Qual è la relazione  fra noi, creature finite, e l’Essere infinito, assolto, eterno, da cui tutto promana e tutto è destinato a fare ritorno?
Non è questione che possa decidersi solo sulla base del Logos razionale, le cui caratteristiche precipue sono quelle della strumentalità e del calcolo, vale a dire l’attitudine a porsi in un rapporto egoico, avido, possessivo e manipolatorio nei confronti del reale.
Le filosofie dell’Oriente, e specialmente quelle dell’India, sanno, da sempre, che il solo Logos razionale è del tutto inadeguato a sondare tali abissali profondità: perché non sono soltanto profondità speculative, vale a dire gnoseologiche (concernenti la conoscenza), ma altresì ontologiche (concernenti l’Essere in quanto tale). E che cosa è mai il nostro pensiero: limitato, imperfetto, presuntuoso e arrogante, a confronto delle inconcepibili profondità dell’Essere, rispetto alle quali esso è meno di niente?
Accanto al pensiero strumentale e calcolante, è necessario attivare un pensiero contemplativo, spassionato, accogliente ed equanime; ed accanto e oltre tale forma superiore di pensiero, è necessario affidarsi ad una facoltà diversa, ma niente affatto inferiore, cioè all’intuizione profonda, essenziale, luminosa e beatifica, senza la quale le porte della visione dell’Essere non si socchiudono nemmeno, ma noi siamo costretti a rimanere fuori, almanaccando vanamente su ciò che si trova oltre.
La maggior parte dei filosofi occidentali si sono sempre rifiutati di intraprendere una tale strada, se pure si sono posti il problema in questi termini; per essi, tutto ciò che sta al di fuori del Logos razionale è indegno di fiducia quale strumento di conoscenza, perché si tratta - secondo loro - di cose che stanno al di sotto della ragione. E lo scientismo oggi dominante li ha ancor più rafforzati nel loro ottuso pregiudizio razionalista.
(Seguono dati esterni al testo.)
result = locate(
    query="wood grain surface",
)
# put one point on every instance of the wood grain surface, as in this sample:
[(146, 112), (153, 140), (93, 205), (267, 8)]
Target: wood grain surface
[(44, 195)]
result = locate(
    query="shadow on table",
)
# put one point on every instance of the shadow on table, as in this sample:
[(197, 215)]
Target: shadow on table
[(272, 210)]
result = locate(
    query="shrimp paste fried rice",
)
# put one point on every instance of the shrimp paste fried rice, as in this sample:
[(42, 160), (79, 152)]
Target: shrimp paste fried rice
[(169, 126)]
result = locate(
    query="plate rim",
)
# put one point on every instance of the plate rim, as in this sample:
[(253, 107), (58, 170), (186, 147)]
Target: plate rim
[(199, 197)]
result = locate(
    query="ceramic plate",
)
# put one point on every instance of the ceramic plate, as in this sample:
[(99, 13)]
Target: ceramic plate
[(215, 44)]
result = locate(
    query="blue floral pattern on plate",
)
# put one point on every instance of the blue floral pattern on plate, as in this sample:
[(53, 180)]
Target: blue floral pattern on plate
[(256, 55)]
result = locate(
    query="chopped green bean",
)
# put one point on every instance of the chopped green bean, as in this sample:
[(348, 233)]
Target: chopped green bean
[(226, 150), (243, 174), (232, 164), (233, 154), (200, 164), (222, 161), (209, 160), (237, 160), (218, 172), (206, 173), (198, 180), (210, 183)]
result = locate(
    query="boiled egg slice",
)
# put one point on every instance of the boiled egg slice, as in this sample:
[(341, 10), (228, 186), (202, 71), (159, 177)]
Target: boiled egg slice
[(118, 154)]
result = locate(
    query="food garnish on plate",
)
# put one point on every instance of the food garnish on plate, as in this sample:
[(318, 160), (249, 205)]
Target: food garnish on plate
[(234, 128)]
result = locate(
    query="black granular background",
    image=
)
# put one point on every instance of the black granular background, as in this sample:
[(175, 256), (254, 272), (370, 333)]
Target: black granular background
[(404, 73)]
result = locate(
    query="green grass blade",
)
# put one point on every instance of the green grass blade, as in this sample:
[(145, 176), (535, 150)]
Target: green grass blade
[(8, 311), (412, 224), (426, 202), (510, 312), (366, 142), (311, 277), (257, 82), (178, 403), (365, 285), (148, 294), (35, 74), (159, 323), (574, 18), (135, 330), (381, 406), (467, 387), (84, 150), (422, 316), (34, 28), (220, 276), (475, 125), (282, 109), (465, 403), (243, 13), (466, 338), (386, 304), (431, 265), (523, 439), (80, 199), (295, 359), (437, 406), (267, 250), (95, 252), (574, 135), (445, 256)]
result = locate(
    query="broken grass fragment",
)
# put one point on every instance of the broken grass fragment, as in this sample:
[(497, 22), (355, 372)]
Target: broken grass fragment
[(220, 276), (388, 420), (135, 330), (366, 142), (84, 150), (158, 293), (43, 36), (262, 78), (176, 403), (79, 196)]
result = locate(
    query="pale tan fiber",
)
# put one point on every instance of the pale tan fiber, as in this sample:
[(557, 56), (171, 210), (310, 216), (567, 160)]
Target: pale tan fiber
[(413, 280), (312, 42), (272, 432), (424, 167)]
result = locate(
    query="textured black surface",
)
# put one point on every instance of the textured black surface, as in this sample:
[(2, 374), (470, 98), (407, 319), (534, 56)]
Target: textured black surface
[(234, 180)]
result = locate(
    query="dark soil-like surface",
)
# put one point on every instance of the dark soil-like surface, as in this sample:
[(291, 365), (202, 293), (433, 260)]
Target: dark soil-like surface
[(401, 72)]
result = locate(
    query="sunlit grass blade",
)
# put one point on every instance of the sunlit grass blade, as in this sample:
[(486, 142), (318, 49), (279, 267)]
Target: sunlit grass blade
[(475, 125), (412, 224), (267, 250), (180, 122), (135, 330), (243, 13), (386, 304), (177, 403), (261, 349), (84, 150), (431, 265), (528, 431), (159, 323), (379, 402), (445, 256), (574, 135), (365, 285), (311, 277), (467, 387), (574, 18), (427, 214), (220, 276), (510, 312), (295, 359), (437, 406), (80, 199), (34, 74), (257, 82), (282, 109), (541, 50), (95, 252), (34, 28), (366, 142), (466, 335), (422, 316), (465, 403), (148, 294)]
Ebbene: i grandi Maestri dell’India, e tutti i filosofi che hanno avuto l’ardimento concettuale di spingersi al di là del pensiero strumentale e calcolante e di affidarsi alla luminosa corrente dell’Essere, concordemente riferiscono che, una volta spinta la meditazione al centro di se stessi, ciò che si trova è precisamente il cuore pulsante di tutto ciò che esiste, che è esistito, che esisterà: l’Assoluto e l’Eterno, di cui noi stessi siamo delle schegge luminose (con il piccolo particolare che, il più delle volte, ignoriamo di esserlo).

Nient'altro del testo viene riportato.